China’s efforts to ease an energy crunch by stabilising volatile coal prices have been complicated by a surge in wholesale petrol and diesel costs, forcing filling stations to ration fuel.
The energy crisis has intensified pressures on Beijing ahead of this weekend’s COP26 climate summit in Glasgow.
China’s economic planning agency said on Thursday that it met energy companies about “setting standards” to combat “excessive profits”, raising expectations that the government could set new price caps on coal.
The caps would follow government limits on power prices for industrial and retail users that have exacerbated electricity shortages in the past few months.
But a surge in the wholesale prices of gas and diesel, which have jumped almost 20 percent over the past month, have led to widespread rationing in recent days, according to state media. Wholesale fuel prices now exceed government-set retail prices, piling financial pressure on refineries and petrol stations.

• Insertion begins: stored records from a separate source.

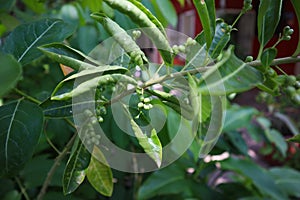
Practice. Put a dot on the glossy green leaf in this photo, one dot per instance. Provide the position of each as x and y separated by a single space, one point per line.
75 170
220 39
149 15
89 85
20 127
10 73
24 40
238 117
168 11
99 173
162 182
230 75
268 56
148 27
206 12
296 138
151 145
269 13
68 56
287 179
296 5
258 176
122 37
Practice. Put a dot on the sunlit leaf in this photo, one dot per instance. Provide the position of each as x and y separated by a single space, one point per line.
99 173
20 127
24 40
75 170
10 73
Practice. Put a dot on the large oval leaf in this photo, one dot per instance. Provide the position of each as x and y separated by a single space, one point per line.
24 40
268 18
75 170
230 75
99 174
10 73
20 127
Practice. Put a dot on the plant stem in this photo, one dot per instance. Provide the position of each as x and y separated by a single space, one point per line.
54 167
278 61
27 96
23 190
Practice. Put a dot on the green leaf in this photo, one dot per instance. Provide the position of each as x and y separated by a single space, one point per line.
20 127
10 73
165 181
238 117
206 12
89 85
122 37
68 56
287 180
268 56
151 145
168 11
269 13
99 173
258 176
296 5
230 75
75 170
296 138
24 40
220 40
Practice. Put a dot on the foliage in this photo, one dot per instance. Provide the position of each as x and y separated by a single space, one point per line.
46 114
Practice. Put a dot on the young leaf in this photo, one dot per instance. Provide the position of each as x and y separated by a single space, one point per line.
148 27
89 85
99 173
75 170
268 18
68 56
24 40
268 56
206 12
10 73
122 37
20 127
151 145
296 5
230 75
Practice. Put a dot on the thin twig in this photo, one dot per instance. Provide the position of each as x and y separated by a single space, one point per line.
23 190
54 167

The coal and petrol shortages have highlighted China’s dependency on carbon fuels even as Beijing reiterates its commitment to ambitious environmental targets ahead of the COP26 summit.
President Xi Jinping wants China to achieve carbon neutrality by 2060, with emissions peaking by the end of this decade. Last year China accounted for more than half of global coal consumption.
The National Development and Reform Commission, the state economic planning agency that has been considering measures to control skyrocketing domestic coal prices, said that it would dispatch inspection teams to mines. Coal prices rose at Rmb2,ooo a tonne in some regions this month.
High prices and rigid caps on how much coal-fired power generators could charge made it impossible for many producers to operate at a profit, worsening the power crisis that spread rapidly across the country in September. The State Council, China’s cabinet, has since said it would allow generators to sell more electricity at market rates.